Lula não era um político burguês, nem um representante das oligarquias agrárias, ele era um líder sindical em um núcleo poderoso da indústria brasileira, o ABC paulista, onde se encontrava as maiores fábricas do setor automotivo. Esperava-se que seu governo deveria trazer mudanças significativas na política brasileira. Esse foi o tema central de seu discurso de posse. Ele disse: Mudança é a palavra chave. Mas fez algumas ponderações: Vamos mudar sim. Mudar com coragem e com cuidado. Com humildade e ousadia. Mudar com a consciência de que a mudança é um processo gradativo e continuado, não um simples ato de vontade, não um arroubo voluntarista. Mudança por meio do diálogo e da negociação. Sem atropelos ou precipitações. Para que o resultado seja persistente e duradouro.

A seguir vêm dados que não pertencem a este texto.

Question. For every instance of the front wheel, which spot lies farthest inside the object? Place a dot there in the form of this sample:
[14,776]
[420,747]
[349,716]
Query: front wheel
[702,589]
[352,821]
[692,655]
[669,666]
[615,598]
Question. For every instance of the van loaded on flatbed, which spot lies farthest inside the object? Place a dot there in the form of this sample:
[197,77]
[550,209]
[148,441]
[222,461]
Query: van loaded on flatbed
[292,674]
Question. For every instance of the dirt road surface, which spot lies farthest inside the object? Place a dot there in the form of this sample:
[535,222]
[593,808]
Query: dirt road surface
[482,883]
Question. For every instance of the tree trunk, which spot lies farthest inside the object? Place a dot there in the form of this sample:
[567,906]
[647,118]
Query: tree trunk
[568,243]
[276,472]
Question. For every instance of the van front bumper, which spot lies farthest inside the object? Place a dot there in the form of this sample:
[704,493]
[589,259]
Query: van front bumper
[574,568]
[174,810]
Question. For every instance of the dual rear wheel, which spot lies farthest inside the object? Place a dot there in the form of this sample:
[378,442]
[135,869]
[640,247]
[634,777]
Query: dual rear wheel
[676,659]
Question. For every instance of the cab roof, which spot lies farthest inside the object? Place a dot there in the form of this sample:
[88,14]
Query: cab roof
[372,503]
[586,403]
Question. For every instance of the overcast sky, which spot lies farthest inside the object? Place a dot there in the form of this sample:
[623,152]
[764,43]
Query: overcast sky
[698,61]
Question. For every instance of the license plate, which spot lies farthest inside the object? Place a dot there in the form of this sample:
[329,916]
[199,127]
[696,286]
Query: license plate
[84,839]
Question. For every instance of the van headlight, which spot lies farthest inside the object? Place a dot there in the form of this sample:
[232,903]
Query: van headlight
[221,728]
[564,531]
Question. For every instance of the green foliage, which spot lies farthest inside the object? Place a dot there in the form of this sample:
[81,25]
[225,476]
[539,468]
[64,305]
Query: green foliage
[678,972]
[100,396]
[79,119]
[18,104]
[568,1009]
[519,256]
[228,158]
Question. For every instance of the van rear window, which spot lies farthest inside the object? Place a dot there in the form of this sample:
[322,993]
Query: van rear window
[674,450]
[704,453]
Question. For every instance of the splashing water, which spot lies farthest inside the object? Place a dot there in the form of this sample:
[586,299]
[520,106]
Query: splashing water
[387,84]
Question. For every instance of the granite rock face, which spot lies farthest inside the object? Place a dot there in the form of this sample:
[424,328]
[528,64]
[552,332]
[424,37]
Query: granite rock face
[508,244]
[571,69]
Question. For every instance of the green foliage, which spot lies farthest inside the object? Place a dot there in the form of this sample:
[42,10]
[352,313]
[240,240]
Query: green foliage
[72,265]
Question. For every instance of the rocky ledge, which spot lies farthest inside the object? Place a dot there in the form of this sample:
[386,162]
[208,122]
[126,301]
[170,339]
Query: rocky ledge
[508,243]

A sua mudança, consideradas suas ponderações poderiam ser interpretadas como: cuidado com o andor que o santo é de barro. A advertência dele era adequada. Ele sabia que ele não iria mudar nada na sua essência. Apenas poderia negociar o atendimento de sua base eleitoral, dos trabalhadores, especialmente os metalúrgicos, e de setores da população mais humilde, com medidas compensatórias às condições desumanas a que eram submetidas. Daí ele balizou sua política social de defender os trabalhadores, com prioridade para aqueles do ABC da indústria automotiva, onde a produtividade dava melhores condições de negociais salariais e de melhores condições de trabalho. Em segundo lugar atender às reivindicações das Comunidades Eclesiais de Base, que lhe davam a sustentação da Igreja Católica, com toda a credibilidade que isso implicava. Em terceiro lugar atender aos menos favorecidos das regiões metropolitanas. Dessa política nasceram seus programas sociais, Bolsa Família, Minha Casa Minha Vida, etc. Buscou atender às classes médias com os programas de financiamento da educação e de incentivos culturais. Mas todos esses programas representavam pouco em relação ao apoio explicito à política de endividamento a juros escandalosos e a subvenções à indústria, especialmente à automobilista e à dos utensílios domésticos da conhecida como linha branca.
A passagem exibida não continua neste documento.